3. Measurement: Know what is happening. Yes, of course.
Then they recommend what they call difficult bets.
4. Junior Job Subsidy.
Anton Leicht and Dean Ball: We put to you that the solution to deal with junior job losses might be to keep these jobs around by brute force for a while, so that the critically important economic incentive to explore how to use junior workers does not cease.

More specifically, we might do so by restructuring the tax code to subsidize junior employment.
Given who is saying to keep jobs around by brute force, by which they mean tax incentives, we should listen. This seems like a good use of progressive taxation, which we want to do anyway, to stack the deck in favor of hiring more young workers and those switching industries, presumably with phase outs for high earners.

This risks distortions if taken too far (e.g. dumping senior workers for subsidized junior workers, or gaming designations), the marginal value of young workers could easily fall below zero marginal product if there is no future for them, and gating to particular industries or occupations risks going into ‘picking winners and losers’ and other similar dangerous territories and opportunities for corruption and pork. The authors are well aware, and are pushing anyway.
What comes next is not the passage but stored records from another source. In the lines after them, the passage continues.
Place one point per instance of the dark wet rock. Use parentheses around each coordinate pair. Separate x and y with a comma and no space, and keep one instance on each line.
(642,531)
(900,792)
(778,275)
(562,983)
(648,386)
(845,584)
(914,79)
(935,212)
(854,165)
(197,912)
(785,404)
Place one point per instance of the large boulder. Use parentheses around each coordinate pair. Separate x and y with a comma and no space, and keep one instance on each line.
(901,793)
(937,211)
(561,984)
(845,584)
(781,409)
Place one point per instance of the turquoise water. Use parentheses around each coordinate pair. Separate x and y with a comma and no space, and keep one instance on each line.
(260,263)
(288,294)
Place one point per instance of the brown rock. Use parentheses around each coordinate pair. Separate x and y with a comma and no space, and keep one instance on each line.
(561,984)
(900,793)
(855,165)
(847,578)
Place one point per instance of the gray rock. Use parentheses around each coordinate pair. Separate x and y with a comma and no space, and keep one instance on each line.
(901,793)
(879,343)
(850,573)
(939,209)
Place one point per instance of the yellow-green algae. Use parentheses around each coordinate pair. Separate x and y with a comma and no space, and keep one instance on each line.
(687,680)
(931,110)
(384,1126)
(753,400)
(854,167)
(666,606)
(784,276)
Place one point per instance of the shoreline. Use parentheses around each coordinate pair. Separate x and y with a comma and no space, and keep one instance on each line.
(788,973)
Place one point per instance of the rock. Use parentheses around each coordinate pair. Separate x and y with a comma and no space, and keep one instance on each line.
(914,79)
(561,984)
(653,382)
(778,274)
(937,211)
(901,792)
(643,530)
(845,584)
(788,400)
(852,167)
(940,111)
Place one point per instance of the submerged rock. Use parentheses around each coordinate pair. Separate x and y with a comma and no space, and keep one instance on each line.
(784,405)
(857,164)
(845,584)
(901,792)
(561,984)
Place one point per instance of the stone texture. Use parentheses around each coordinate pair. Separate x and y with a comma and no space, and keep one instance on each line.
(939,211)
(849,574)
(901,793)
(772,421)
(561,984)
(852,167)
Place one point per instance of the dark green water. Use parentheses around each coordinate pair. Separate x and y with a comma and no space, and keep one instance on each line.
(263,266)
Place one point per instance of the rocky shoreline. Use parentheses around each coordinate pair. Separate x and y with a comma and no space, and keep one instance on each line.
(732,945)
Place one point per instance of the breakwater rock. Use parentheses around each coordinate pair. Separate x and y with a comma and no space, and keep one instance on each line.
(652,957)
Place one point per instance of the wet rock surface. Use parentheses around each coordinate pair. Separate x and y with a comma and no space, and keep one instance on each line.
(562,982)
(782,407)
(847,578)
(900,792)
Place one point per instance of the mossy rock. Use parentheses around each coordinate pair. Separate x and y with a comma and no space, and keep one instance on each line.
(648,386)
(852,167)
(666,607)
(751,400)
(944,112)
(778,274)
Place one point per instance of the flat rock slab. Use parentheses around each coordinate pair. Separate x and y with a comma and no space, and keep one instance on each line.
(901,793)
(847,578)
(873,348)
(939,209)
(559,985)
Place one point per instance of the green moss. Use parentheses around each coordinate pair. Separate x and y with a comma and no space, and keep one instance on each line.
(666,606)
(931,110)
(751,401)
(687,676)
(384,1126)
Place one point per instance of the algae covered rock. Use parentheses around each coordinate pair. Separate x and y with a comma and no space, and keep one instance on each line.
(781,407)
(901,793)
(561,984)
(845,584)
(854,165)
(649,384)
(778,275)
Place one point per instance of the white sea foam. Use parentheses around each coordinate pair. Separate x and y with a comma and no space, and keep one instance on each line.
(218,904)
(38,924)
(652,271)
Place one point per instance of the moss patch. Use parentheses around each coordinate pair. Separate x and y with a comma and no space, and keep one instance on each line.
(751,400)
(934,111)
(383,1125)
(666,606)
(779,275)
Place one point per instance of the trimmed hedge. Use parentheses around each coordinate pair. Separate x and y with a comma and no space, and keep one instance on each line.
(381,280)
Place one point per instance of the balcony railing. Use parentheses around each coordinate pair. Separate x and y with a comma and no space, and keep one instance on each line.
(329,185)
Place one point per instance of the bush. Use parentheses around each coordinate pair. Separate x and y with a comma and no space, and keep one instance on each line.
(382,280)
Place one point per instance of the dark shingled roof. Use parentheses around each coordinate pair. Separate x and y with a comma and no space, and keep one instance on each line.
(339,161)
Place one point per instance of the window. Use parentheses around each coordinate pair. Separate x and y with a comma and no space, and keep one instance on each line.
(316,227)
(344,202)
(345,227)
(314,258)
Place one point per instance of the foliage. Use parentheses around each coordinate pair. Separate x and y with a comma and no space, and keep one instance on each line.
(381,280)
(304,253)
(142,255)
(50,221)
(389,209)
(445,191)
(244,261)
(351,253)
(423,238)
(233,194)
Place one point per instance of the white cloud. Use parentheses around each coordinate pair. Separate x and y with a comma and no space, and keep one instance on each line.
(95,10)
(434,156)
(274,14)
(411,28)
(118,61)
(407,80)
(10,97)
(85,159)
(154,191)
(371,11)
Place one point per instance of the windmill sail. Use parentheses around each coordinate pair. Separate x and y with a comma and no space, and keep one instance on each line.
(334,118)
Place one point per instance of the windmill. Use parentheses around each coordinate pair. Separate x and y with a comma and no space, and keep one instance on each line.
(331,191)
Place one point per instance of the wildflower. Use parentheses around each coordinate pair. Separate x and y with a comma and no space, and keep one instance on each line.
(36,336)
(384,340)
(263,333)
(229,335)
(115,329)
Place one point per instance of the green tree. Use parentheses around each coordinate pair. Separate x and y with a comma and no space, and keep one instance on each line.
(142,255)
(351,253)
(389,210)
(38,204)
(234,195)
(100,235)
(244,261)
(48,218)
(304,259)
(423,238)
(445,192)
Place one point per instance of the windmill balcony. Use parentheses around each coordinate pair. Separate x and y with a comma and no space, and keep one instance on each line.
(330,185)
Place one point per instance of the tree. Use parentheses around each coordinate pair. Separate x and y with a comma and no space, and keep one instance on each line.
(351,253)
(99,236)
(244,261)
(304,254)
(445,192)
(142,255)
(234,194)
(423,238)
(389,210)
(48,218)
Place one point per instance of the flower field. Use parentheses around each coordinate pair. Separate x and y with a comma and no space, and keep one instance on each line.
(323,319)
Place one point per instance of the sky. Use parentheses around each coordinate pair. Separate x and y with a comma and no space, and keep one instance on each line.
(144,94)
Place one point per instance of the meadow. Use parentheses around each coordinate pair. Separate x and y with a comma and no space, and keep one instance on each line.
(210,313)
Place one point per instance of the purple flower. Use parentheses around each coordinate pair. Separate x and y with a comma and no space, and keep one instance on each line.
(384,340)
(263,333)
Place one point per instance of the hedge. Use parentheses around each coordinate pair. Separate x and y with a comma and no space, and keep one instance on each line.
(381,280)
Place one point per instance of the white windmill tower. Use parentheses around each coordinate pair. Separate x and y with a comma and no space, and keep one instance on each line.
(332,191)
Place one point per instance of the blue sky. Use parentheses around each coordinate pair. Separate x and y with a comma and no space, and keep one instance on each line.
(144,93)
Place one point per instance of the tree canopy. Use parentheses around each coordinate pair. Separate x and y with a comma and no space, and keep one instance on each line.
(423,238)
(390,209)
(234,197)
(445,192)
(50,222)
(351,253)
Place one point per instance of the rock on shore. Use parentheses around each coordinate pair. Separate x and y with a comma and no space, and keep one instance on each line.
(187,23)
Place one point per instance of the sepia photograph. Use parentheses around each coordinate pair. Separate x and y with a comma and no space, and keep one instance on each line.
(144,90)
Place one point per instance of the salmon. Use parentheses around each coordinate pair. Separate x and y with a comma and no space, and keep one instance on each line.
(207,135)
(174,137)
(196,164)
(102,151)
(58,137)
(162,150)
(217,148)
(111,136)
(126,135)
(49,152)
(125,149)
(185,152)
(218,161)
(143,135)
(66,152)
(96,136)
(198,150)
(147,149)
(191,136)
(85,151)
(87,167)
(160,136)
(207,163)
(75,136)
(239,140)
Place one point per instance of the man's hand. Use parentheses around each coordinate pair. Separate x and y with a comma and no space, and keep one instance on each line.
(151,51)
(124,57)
The main solution they offer is, again, taxes. They suggest doing so via raising corporate taxes, despite this having a long track record of being highly economically damaging. You definitely need to avoid worse distortions, and you definitely do not want a ‘token tax’ as such for this reason, although a tax on compute is non-crazy. Taking a stake in frontier developers is definitely an error.

They quickly dismiss consumption taxes as having a fatal perception problem, despite them being objectively the efficient answer, because they raise prices and signaling is too important here. I found this disappointing, and there are ways to fix this and also make the tax progressive.

It would be great if humans remained fundamentally highly productive while we collectively got far wealthier due to AI, so all we needed to do was redistribution and moving the tax code around.

Alas, no, I do not expect we live in such a convenient world. At which point, we likely have bigger problems, but also employment does not get solved with basic tax code shifts. If we stay in control somehow then we could do progressive redistribution to keep food on the table and a roof over people’s heads, but the jobs will vanish, or they will be rather fully fake."